Back in December, Hillary Clinton and Sen. Elizabeth Warren (D-Mass.) reportedly met in private for what is being described as a “cordial and productive” conversation inside Clinton’s Washington D.C. residence. The New York Times’ Maggie Haberman and Jonathan Martin have the scoop, published Tuesday, which makes clear Clinton did not ask for Warren’s endorsement, but instead sought the senator’s thoughts on a number of policy issues.
News of the one-on-one conversation comes not only as Clinton continues to build a formidable 2016 campaign team—most recently with the hire of Mandy Grunwald, a longtime Clinton confidant who had lately been advising Warren—but also as liberal activist groups urge the Massachusetts senator to challenge her for the Democratic nomination. While Clinton, who has yet to formally announce her candidacy, is widely viewed as the party’s frontrunner, a possible run by Warren and her trademark populist message would certainly complicate her campaign.

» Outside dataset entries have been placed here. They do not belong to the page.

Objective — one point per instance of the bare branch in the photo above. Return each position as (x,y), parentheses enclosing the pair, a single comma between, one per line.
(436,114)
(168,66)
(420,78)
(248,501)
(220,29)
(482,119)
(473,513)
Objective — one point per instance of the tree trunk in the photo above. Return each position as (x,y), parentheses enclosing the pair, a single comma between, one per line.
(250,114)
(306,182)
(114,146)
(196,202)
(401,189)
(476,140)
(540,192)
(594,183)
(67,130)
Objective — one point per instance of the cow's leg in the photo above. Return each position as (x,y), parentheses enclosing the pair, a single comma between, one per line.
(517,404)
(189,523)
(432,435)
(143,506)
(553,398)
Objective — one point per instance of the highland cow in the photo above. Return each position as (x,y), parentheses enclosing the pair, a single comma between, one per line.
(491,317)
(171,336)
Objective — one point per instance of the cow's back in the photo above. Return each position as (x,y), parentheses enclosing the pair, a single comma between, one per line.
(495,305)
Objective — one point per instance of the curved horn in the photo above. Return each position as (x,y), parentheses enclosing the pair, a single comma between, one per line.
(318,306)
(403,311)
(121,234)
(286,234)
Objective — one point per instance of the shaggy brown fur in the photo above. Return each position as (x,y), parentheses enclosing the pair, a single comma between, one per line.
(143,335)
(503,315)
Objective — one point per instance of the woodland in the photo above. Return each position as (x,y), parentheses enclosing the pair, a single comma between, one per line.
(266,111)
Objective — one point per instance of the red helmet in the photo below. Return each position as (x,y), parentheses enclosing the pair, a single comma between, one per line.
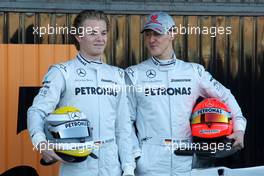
(211,118)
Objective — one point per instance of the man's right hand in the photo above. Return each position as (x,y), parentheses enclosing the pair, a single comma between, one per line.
(47,153)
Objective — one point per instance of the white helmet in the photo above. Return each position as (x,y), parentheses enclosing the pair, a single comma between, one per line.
(69,132)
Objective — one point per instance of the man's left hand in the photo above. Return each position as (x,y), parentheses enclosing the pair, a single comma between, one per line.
(238,136)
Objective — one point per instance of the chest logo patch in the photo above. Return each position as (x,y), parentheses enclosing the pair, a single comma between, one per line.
(151,73)
(81,72)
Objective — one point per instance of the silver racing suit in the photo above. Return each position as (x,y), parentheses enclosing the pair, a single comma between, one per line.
(161,103)
(89,86)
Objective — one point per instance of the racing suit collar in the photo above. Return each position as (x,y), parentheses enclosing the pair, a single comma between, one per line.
(164,65)
(85,61)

Despite calls for her to run, however, Warren has repeatedly said she will not be seeking the nomination. But a sit-down at Clinton’s home, sans political aides and initiated by Clinton, is the most clear signal Clinton is well aware she will be needing Warren’s deeply popular economic liberalism in order to be successful come 2016, especially at a time when even Republicans appear to be freely borrowing from the senator’s populist platform.